Başlatılan saha çalışmaları kapsamında, İYİ Parti Afyonkarahisar Milletvekili, Hukuk, Seçim ve Parlamento İşlerinden Sorumlu Genel Başkan Yardımcısı Hakan Şeref Olgun, Manisa Milletvekili Şenol Sunat, Genel İdare Kurulu Üyeleri Ali Topçu ve Melih Aydın Eskişehir'e geldi.

İYİ Parti Eskişehir İl Binasında, İl Başkanı Serdar Ulucan başkanlığında düzenlenen teşkilat buluşmasında konuşan Afyonkarahisar Milletvekili Hakan Şeref Olgun şu ifadelere yer verdi;

"Değerli basın mensupları, kıymetli Eskişehirliler,

Bugün Eskişehir’deyiz.

Türkiye’nin çağdaş yüzü, gençliğiyle, üretimiyle, emeğiyle, sanayisiyle, kültürüyle örnek gösterilen bu şehirdeyiz.

Ama ne yazık ki, Eskişehir de, Türkiye’nin dört bir yanı gibi, yıllardır yanlış yönetimlerin ağır bedelini ödüyor.

Artık bu ülkenin neresine giderseniz gidin, hangi kapıyı çalarsanız çalın, duyacağınız ilk söz değişmiyor: “Geçinemiyoruz!”

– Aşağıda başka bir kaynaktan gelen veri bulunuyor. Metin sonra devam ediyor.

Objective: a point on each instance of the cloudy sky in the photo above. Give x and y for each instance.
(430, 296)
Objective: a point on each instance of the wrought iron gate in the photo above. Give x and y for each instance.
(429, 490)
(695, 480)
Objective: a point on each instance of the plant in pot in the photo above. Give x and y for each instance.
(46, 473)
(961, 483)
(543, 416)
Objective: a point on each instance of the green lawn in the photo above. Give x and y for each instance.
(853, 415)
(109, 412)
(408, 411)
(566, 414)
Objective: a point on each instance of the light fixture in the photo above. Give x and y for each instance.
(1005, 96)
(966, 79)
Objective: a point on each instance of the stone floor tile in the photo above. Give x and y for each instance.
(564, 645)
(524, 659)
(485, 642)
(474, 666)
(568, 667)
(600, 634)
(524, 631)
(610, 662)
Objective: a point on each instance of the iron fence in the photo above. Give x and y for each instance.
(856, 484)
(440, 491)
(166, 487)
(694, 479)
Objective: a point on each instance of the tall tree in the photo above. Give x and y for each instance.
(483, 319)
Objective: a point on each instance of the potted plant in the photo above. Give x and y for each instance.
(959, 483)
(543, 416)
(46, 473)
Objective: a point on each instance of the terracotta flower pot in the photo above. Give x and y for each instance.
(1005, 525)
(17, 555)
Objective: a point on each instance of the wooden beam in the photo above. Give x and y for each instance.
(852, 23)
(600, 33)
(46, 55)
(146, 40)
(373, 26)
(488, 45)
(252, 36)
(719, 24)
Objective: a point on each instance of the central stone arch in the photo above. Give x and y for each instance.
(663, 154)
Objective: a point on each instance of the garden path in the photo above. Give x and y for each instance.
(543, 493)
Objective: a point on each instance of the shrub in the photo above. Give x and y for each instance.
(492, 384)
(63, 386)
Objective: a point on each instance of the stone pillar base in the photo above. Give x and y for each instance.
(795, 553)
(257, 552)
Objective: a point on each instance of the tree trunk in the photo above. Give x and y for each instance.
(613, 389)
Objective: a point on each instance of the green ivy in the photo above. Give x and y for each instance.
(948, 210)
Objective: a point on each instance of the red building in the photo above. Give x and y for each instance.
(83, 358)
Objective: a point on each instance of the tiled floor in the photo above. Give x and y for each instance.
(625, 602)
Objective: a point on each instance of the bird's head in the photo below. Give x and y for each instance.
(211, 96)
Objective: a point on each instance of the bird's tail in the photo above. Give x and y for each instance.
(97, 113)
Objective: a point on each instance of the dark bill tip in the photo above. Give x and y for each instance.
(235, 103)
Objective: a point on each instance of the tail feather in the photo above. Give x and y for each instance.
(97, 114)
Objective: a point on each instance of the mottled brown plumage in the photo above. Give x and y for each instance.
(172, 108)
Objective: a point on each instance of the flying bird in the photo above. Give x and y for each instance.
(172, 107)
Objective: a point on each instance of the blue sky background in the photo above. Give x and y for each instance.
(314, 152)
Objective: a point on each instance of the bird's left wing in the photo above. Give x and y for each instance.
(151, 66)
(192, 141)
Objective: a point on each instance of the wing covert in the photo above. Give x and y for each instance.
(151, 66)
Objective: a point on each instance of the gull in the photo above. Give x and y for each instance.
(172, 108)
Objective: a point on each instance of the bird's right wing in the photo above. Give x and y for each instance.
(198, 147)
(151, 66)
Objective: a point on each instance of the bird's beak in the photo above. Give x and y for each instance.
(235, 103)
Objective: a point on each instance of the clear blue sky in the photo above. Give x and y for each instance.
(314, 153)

Öğrenciler kiralarını ödeyemiyor, esnaf kepenk kapatıyor, emekliler insanca yaşayamıyor, çalışanlar alın terinin karşılığını alamıyor.

2024 yılında bu şehirde kiralar bir yılda yüzde 50’ye yakın arttı. Üniversite öğrencileri üç-dört kişi bir arada aynı evi paylaşarak yaşamaya çalışıyor, emekliler ise sakin bir yaşam umuduyla geldikleri bu şehirde yüksek kiralar ve pahalılıkla boğuşuyor.

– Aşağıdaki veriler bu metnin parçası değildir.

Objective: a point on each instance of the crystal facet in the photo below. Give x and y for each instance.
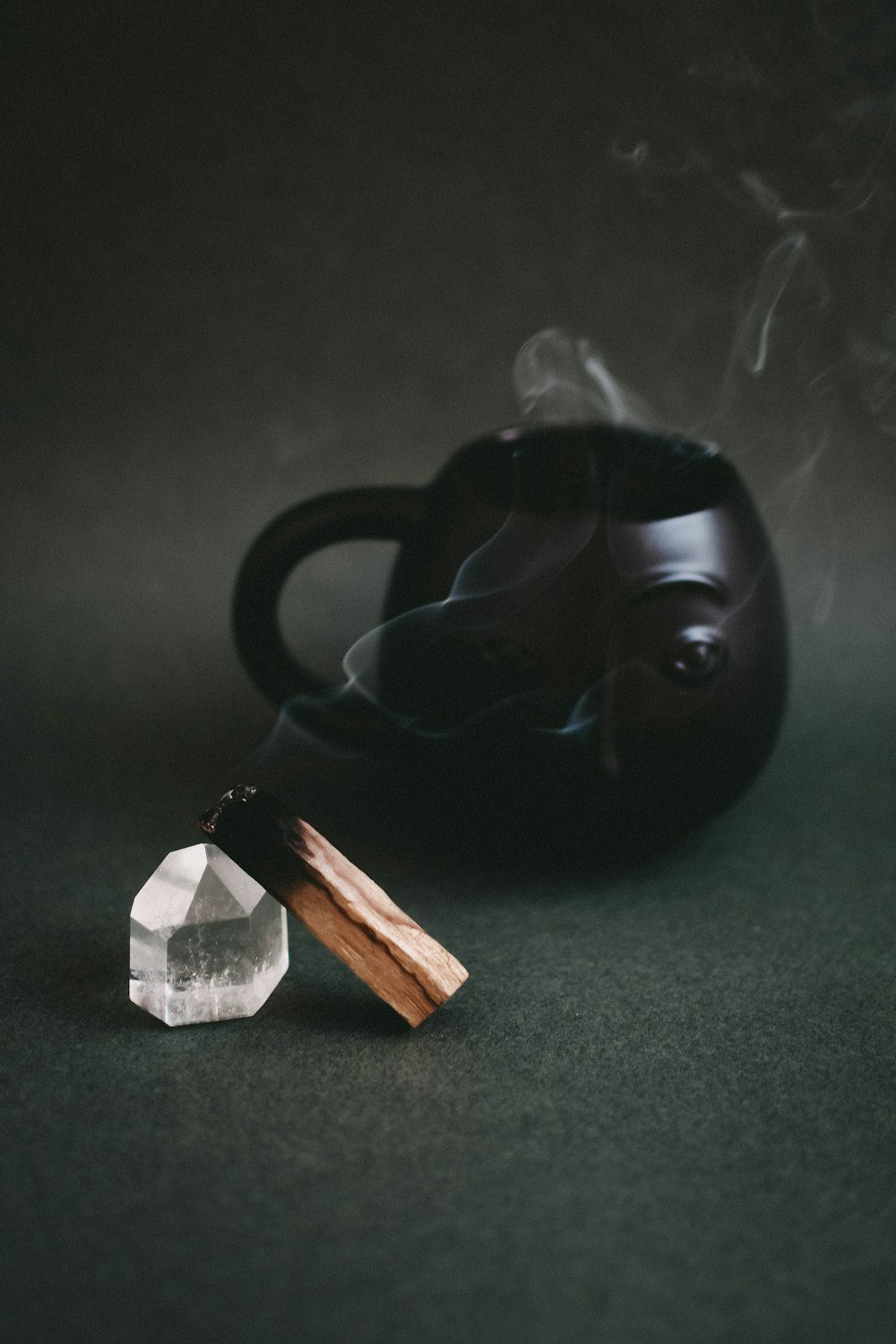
(206, 940)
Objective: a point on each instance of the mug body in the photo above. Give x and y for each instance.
(592, 607)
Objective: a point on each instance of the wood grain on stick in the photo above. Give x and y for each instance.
(338, 902)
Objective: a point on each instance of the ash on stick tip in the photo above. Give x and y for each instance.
(239, 793)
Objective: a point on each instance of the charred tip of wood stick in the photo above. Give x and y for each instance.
(239, 793)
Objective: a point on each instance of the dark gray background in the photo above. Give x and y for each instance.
(258, 252)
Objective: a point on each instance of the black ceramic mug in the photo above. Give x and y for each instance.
(576, 610)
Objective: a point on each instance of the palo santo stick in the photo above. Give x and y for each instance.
(336, 900)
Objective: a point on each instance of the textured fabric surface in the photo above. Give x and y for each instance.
(263, 254)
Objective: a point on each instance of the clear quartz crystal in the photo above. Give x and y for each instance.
(206, 940)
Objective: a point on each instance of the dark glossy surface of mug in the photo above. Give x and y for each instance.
(583, 617)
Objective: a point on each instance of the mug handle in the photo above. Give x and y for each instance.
(376, 513)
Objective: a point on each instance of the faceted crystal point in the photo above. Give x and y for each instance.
(206, 940)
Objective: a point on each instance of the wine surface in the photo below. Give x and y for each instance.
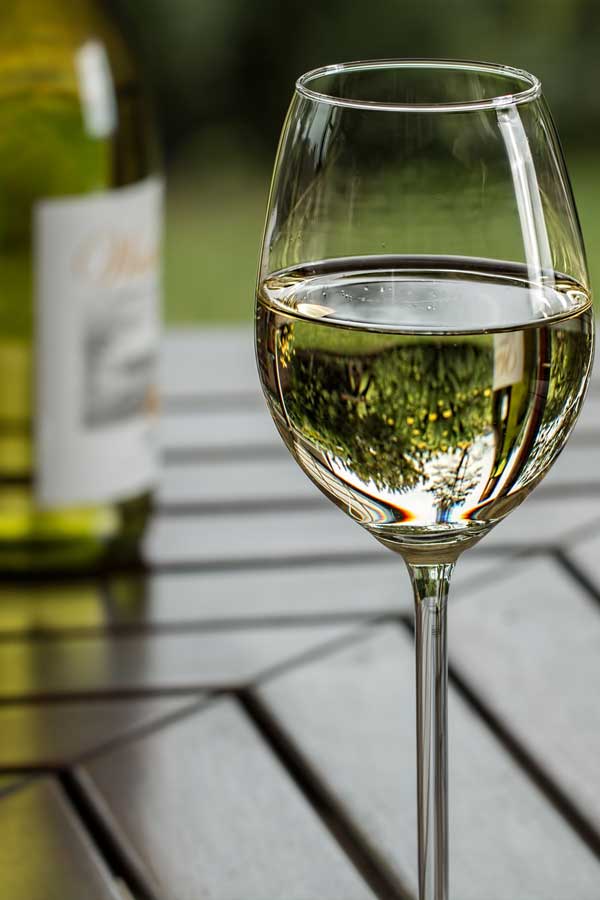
(427, 396)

Ama iktidar hâlâ halkın yaşadığı bu derin krizi görmezden geliyor; “Türkiye büyüyor” masalları anlatmaya devam ediyor. Gerçek büyüyen şey halkın borcu, faturası, vergisi!

Bu tablo bir tesadüf değil. Yıllardır yanlış ekonomi politikalarıyla, üretim yerine ithalata dayalı bir düzen kuruldu. Eskişehir’in sanayicisi, çiftçisi, esnafı, işçisi nefes alamaz hale geldi.

Enerji maliyetleri arttı, hammaddeler pahalılaştı, belirsizlik derinleşti. Gençler gelecek hayali kuramıyor, iş bulsa da geçinemiyor.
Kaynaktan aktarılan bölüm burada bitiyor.